Islamic fascism

Originally published 10/25/06:

Islamic fascism, or, “Islamofascism” is a word that has been thrown around for a while now by White House officials and different media officials.  Do the current enemies of the Bush Administration in the middle east meet the definition of, “fascist?”  Professor Hossein-zadeh presents a very thoughtful and well organized historical discussion on exactly why fascism is far from being the correct terminology for these people.  The Italian Philosopher, Giovanni Gentile said, “Fascism should more appropriately be called ‘corporatism’ because it is a merger of state and corporate power.”

The professor states quotes Marc Ash as saying, “Blowing up an airliner full of passengers is barbaric and completely unacceptable, regardless of the objectives of those involved, but it really doesn’t fit the definition of fascism.” (Even if we assume, for a moment, that such wild acts of desperation can be called fascism, still they cannot be called Islamic fascism; just as the rise of fascism in Europe was not, and could not, be called Christian fascism.) Fascism “is not an isolated act of madness, it is a coordinated act of state. All the while private corporations profit wildly.”

The Professor says, “Now, it is obvious that, in light of the characteristics of fascism as a specific socio-historical phenomenon, the Bush administration’s labeling of radical Islamic movements and leaders as fascist, or “Islamofascism,” is sheer nonsense. It betrays either blatant demagoguery, or shameful ignorance, or most probably, both.”

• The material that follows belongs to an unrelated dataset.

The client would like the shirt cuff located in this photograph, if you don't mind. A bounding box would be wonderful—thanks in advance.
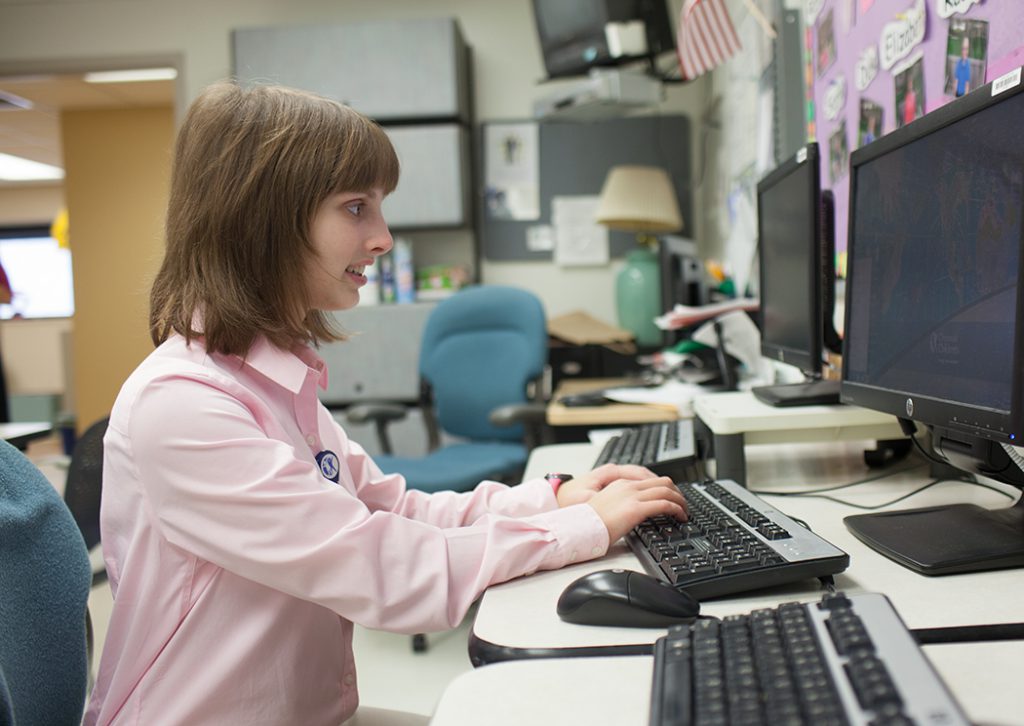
[536,501,611,569]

On the other hand, there are those in this conflict that show some of the characteristics of fascism, “But while radical groupings and individuals of the Muslim world (or anywhere else in the world, for that matter) cannot be called fascist, the neoconservative/corporate-run Bush administration does bear some major (though low-level) hallmarks of fascism. These include a tendency to curtail civil liberties and retreat from democratic principles, a penchant to view the peoples and nations of the world as “allies” and “enemies,” a preference to boost the power and fortunes of big business at the expense of the needy and working classes, a desire to manufacture enemies and to invent scapegoats in order to justify wars of aggression, and so on.”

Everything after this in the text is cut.